Global equities rose sharply at first but, in afternoon New York trade, the rally was losing steam.

The S&P500 was up 0.8 per cent, down from an opening surge of 2.6 per cent.

Financials led out of the gate with a rise of 6.2 per cent, only to pare that back to a rise of 1.4 per cent. A surge of buying sent yields on mortgage-backed securities lower across the board.

Yields on mortgage bonds and debt issued by Fannie and Freddie fell particularly sharply, raising the promise of lower rates on home loans backed by the companies. However, Fannie and Freddie shares plunged more than 80 per cent to less than $1 as investors judged that the Treasury plan would all but wipe out the common equity.

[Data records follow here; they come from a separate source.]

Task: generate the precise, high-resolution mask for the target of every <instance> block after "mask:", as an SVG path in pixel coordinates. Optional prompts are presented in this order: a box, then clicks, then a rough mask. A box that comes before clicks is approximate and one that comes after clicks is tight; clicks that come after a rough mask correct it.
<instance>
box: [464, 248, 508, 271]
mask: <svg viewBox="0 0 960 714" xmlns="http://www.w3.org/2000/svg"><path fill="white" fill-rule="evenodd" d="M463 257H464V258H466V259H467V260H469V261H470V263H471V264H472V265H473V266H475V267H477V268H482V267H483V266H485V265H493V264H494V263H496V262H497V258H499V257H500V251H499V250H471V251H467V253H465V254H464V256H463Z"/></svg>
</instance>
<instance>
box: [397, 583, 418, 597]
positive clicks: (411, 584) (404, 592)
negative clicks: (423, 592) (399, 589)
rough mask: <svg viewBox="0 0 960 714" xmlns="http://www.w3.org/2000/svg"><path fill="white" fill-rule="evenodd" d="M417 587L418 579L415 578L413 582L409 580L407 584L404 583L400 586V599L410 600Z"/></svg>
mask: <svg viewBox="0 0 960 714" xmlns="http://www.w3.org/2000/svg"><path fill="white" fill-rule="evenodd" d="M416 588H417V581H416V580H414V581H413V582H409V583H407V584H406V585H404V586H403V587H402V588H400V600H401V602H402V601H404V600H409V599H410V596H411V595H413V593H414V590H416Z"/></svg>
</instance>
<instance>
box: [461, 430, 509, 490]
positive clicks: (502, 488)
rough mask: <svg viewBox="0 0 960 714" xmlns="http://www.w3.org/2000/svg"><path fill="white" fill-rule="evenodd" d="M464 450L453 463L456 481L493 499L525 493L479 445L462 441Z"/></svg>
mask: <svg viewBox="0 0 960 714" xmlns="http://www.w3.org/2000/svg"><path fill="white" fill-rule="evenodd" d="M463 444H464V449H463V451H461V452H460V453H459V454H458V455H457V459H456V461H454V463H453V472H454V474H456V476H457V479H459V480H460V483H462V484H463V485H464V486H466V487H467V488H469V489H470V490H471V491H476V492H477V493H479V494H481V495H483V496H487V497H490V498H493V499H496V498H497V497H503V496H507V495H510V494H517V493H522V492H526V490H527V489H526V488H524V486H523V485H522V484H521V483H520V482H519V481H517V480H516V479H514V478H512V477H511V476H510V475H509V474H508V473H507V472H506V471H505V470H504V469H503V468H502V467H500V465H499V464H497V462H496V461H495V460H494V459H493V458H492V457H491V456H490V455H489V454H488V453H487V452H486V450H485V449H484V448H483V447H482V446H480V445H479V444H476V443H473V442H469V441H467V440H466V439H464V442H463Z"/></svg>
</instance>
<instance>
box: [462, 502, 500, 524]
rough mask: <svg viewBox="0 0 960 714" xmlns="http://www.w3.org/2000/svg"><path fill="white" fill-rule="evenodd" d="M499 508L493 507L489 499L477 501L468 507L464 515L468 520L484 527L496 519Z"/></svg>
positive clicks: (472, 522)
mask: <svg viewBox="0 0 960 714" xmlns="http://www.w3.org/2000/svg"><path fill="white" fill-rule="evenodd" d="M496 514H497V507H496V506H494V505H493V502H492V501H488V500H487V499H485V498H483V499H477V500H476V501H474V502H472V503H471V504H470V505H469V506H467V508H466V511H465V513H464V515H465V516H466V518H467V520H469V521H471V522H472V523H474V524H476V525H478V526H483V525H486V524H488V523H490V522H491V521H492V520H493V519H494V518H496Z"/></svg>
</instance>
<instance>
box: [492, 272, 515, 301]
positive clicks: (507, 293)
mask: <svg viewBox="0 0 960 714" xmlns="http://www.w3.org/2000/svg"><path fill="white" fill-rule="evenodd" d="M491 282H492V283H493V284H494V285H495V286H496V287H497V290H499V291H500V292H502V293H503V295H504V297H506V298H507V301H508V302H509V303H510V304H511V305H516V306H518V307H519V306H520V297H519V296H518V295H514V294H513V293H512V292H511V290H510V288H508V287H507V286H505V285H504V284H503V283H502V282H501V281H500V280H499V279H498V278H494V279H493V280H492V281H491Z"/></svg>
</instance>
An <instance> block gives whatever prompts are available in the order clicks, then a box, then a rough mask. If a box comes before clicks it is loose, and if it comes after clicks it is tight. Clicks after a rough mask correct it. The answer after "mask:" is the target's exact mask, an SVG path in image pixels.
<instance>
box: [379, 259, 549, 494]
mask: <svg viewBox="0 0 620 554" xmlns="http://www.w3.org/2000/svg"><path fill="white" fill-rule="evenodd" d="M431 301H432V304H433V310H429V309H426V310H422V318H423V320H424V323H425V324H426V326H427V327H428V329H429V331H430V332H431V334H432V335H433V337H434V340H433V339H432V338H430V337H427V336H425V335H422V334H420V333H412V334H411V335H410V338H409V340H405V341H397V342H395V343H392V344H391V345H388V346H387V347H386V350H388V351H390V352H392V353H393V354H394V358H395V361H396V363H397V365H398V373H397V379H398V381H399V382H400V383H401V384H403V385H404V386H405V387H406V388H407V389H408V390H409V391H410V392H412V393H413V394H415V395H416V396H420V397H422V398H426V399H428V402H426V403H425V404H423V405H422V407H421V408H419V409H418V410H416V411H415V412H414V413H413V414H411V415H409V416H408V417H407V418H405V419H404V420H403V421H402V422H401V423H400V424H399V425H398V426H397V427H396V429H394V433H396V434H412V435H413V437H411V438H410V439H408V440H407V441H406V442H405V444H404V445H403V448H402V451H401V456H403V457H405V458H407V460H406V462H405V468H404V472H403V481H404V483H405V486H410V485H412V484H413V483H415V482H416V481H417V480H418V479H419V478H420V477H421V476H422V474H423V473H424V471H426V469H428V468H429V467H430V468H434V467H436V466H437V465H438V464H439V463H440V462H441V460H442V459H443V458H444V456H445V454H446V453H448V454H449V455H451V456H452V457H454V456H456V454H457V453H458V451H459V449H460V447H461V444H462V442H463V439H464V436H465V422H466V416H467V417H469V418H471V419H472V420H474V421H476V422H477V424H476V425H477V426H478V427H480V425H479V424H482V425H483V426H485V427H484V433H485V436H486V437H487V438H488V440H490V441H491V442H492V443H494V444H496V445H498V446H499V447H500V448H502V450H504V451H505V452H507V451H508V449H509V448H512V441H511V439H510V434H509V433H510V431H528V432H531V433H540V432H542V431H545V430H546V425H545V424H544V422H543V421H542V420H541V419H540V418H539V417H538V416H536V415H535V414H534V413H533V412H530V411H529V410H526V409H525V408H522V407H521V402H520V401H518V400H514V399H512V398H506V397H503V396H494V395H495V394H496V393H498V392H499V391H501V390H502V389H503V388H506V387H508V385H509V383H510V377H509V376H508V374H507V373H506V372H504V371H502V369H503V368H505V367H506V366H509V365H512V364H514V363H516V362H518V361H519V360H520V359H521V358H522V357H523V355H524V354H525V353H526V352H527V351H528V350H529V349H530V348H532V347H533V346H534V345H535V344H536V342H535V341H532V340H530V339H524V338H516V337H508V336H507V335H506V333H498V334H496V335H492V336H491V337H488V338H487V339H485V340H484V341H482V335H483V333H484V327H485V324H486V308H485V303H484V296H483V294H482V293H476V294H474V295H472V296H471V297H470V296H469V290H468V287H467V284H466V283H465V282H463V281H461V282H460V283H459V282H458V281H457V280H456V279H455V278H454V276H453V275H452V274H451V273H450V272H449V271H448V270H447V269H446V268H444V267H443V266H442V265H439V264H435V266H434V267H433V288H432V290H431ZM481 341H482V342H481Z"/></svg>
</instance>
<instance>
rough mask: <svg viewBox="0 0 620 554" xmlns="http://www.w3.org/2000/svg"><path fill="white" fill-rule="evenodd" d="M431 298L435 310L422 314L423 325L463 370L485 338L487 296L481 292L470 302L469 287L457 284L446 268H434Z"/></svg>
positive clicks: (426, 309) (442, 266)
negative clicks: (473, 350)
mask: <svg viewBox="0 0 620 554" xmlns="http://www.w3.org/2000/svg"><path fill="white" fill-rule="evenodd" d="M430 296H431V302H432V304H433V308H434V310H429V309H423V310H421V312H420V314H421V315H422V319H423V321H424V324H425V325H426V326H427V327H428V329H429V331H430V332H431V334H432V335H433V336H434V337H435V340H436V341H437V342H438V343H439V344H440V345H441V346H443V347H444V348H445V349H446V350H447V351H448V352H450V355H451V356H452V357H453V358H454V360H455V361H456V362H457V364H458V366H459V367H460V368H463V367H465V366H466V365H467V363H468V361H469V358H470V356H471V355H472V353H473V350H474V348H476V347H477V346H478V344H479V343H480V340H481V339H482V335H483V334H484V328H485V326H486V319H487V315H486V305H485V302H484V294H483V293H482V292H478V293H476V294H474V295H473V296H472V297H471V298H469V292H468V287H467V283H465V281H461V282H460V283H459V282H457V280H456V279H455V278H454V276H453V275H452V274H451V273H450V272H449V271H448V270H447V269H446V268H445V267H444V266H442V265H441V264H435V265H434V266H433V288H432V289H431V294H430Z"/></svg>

Some measures of systemic risk eased – indicating the US move was helping to reduce stress in the global financial system – but remained at high levels. In a reminder of the troubles still plaguing the financial sector, shares in Lehman Brothers fell 18.5 per cent as investors worried that it would not be able to raise more capital ahead of its earnings report this month.

Elsewhere, stocks closed out strongly with London’s FTSE100 near its high for the day, up 3.9 per cent. The FTSE Eurofirst 300 climbed 3.2 per cent. Asian stocks were mainly higher across the board as Japan rose 3.4 per cent, while Hong Kong gained 4.3 per cent.

Trading was volatile in the US fixed-income markets. The yield on Fannie Mae mortgage bonds fell 0.3 percentage points.

Dominic Konstam, head of interest rate strategy at Credit Suisse, said: “Foreign holders of agency debt and mortgages should be happy with this move by the Treasury.”

Technical factors made it difficult to assess the ultimate impact of what could end up being a giant bail-out on the US government’s own borrowing costs.

The yield on the 10-year Treasury note initially jumped above 3.85 per cent, but fell back to 3.72 per cent, reflecting hedging strategies in which investors seek a balance between their mortgage holdings and the general level of rates.